In Utah, adverse possession is a legal doctrine that allows a person to gain ownership of another person’s property by openly occupying and using it without the owner’s permission for a certain period of time. To establish a claim of adverse possession in Utah, the following elements must be met:
Actual possession: The claimant must have actual and exclusive possession of the property. Mere casual use of the property or occasional trespassing is not sufficient to establish adverse possession.
Open and notorious possession: The claimant’s possession of the property must be open and notorious, meaning that it must be sufficiently visible and apparent to put the true owner on notice of the possession.
- Hostile possession: The claimant’s possession of the property must be hostile, meaning that it must be without the true owner’s permission and inconsistent with the owner’s right to possession.
- Continuous possession: The claimant’s possession of the property must be continuous for the statutory period, which in Utah is 7 years.
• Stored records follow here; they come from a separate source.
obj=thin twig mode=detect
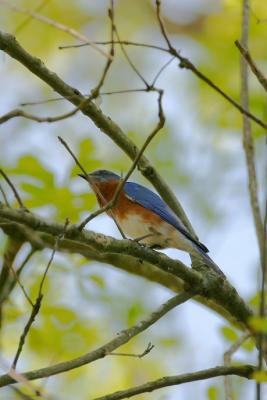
[0,168,27,211]
[78,91,165,230]
[240,0,264,272]
[0,103,81,124]
[223,333,251,400]
[14,0,51,36]
[89,0,116,99]
[0,356,42,396]
[20,88,148,107]
[258,197,267,395]
[94,365,256,400]
[58,40,169,53]
[156,0,173,50]
[0,0,109,58]
[9,264,34,307]
[235,40,267,91]
[115,28,150,88]
[11,218,69,370]
[58,136,126,239]
[151,56,175,87]
[109,342,155,358]
[0,184,10,207]
[60,40,267,129]
[0,291,197,387]
[11,295,43,370]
The possession must be uninterrupted and without the owner’s interference.
- Exclusive possession: The claimant’s possession of the property must be exclusive, meaning that it must be free from the true owner’s possession or use of the property.
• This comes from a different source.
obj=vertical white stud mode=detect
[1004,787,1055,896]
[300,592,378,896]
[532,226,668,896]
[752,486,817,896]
- Statutory period: The claimant must possess the property for the statutory period, which is 7 years in Utah. At the end of the 7-year period, the claimant may bring an action to quiet title and establish ownership of the property.
- Payment of Property Taxes. The claimant must show that that he/she has paid all real property taxes levied on the property.
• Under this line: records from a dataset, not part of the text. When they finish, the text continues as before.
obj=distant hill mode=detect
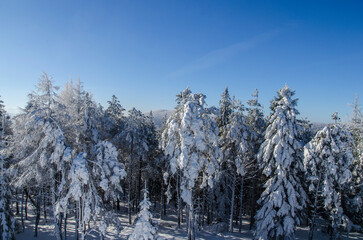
[311,122,328,133]
[152,109,174,128]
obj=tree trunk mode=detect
[74,202,80,240]
[42,189,48,222]
[127,135,134,225]
[188,190,195,240]
[25,191,29,220]
[176,170,182,228]
[52,177,62,240]
[239,176,244,232]
[309,172,321,240]
[228,171,237,232]
[64,213,68,240]
[34,199,40,237]
[160,180,164,219]
[250,175,257,230]
[21,190,25,232]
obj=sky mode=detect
[0,0,363,123]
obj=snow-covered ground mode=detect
[16,205,363,240]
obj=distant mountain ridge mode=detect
[152,109,174,129]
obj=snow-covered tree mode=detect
[220,98,257,232]
[11,73,68,239]
[0,99,15,240]
[129,184,157,240]
[346,95,363,227]
[304,124,353,239]
[162,89,221,239]
[255,86,307,239]
[246,89,266,230]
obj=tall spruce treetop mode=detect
[217,87,233,127]
[162,89,221,205]
[304,124,358,239]
[129,184,157,240]
[247,89,266,135]
[255,86,307,239]
[0,99,15,240]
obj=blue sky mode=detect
[0,0,363,122]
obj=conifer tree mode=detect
[304,124,353,239]
[346,95,363,227]
[255,86,307,239]
[162,89,220,240]
[0,100,15,240]
[129,183,157,240]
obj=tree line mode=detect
[0,73,363,240]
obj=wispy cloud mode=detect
[169,29,281,77]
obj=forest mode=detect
[0,73,363,240]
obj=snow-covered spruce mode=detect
[345,95,363,228]
[129,184,157,240]
[0,100,15,240]
[162,89,221,239]
[217,89,257,232]
[255,86,307,239]
[304,124,353,239]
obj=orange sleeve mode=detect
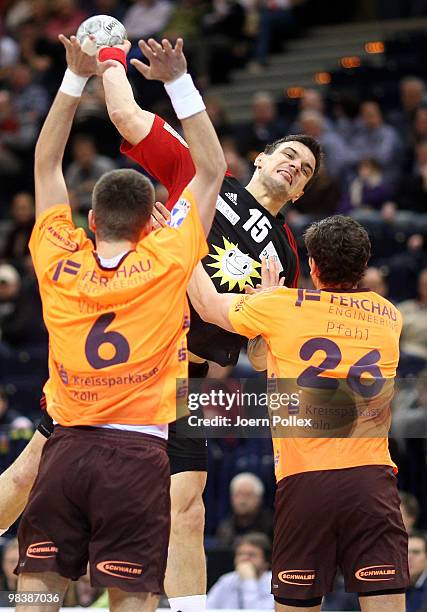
[144,184,209,277]
[228,288,286,338]
[29,204,93,280]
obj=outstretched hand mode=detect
[151,202,171,229]
[245,255,285,295]
[58,34,120,77]
[130,38,187,83]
Utah’s adverse possession law is primarily established through Utah Code §§ 78B-2-208 through 219, which provides the elements necessary to establish a claim of adverse possession. In addition, Utah courts have issued several rulings that have further clarified the law, including the recent Utah Supreme Court case of Anderson v. Fautin, 2016 UT 22, ¶ 25, 379 P.3d 1186, 1193.
It is important to note that adverse possession claims can be complicated, and the process of establishing ownership through adverse possession can be lengthy and expensive. It is highly recommended that anyone seeking to establish a claim of adverse possession in Utah consult with an experienced real estate attorney to ensure that their claim is valid and legally sound.